On appeal, defendant argues that the judge erred in denying the motion to suppress because "the police lacked a reasonable and articulable suspicion that defendant was engaged in criminality or was armed and dangerous." We have reviewed the record and conclude that defendant's arguments are without merit. We affirm substantially for the reasons set forth in Judge Morley's oral opinion of July 27, 2009.

Both defendant and the State agree that our consideration of the issue on appeal is governed by the Court's decision in State v. Smith, 134 N.J. 599 (1994) and its progeny. See e.g., State v. Mai, 202 N.J. 12 (2010). The general rule enunciated in Smith is that to justify an order requiring a passenger to exit a car stopped for a traffic violation, the officer need not point to specific facts that the occupants are "armed and dangerous." Rather, the officer need identify only specific and articulable facts that, in the totality of the circumstances, "would create in a police officer a heightened awareness of danger that would warrant an objectively reasonable officer in securing the scene in a more effective manner by ordering the passenger to alight from the car." Smith, supra, 134 N.J.at 618.

We reject defendant's interpretation of Smith. No issue is raised as to the initial stop. When the vehicle was stopped, the officer smelled the odor of burnt marijuana coming from the vehicle and also observed the odor of alcohol on the driver. In addition, the officer identified the odor of Black & Milds, also indicating possible marijuana use. The driver was unable to produce credentials and finally, the officer was using a canine to search the vehicle and determined that no one should be in the vehicle during that search. The pat-down of passengers upon exiting the vehicle was consistent with securing the safety of the officers at the scene.

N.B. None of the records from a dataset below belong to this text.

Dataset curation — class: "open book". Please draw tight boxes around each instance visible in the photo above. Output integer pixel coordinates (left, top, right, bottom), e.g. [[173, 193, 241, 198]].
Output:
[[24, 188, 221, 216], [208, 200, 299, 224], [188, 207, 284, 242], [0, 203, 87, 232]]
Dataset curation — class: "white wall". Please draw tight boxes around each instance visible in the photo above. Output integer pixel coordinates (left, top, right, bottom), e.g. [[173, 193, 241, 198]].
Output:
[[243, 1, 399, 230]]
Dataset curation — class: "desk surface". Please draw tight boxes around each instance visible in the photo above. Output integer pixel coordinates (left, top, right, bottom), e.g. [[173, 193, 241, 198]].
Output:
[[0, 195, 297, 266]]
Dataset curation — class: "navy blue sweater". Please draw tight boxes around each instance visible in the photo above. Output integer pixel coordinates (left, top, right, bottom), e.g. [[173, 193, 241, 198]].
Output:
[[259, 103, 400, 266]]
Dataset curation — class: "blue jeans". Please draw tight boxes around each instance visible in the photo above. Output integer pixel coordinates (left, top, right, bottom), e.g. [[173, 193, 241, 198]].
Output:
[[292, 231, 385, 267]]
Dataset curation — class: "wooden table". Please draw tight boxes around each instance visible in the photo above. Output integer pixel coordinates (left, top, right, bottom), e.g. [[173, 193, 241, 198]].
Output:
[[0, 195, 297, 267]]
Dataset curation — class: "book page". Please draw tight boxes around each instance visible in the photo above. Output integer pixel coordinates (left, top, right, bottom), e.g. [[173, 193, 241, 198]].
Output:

"[A]n appellate court reviewing a motion to suppress must uphold the factual findings underlying the trial court's decision so long as those findings are supported by sufficient credible evidence in the record." State v. Elders, 192 N.J.224, 243 (2007) (citations and internal quotation marks omitted). "A trial court's findings should not be disturbed simply because an appellate court 'might have reached a different conclusion were it the trial tribunal' or because 'the trial court decided all evidence or inference conflicts in favor of one side.'" State v. Mann, 203 N.J.328, 336 (2010) (quoting State v. Johnson, 42 N.J.146, 162 (1964)).

We conclude that Judge Morley's factual findings were supported by credible evidence and his legal conclusions were sound as well.

Finally, we note that while defendant has raised the issues of the propriety of the pat-down search, that issue was conceded in the Law Division. At the time of the hearing, defendant agreed that the pat-down was "reasonable," and defendant's "entire argument hinges [on] the reason why they got out of the car." We generally will not consider issues not presented to the trial judge, State v. Arthur, 184 N.J.307, 327 (2005), but even considering the issue, we conclude that it is without merit. Given the totality of the circumstances that we have described, including the lateness of the hour, the brief pat-down for security purposes was appropriate.

Affirmed.

 

 

1 Sergeant Bucs's first name does not appear in the record.

2 The police determined that both were wanted on outstanding warrants.

3 Terry v. Ohio, 392 U.S. 1, 88 S. Ct. 1868, 20 L. Ed. 2d 889 (1968).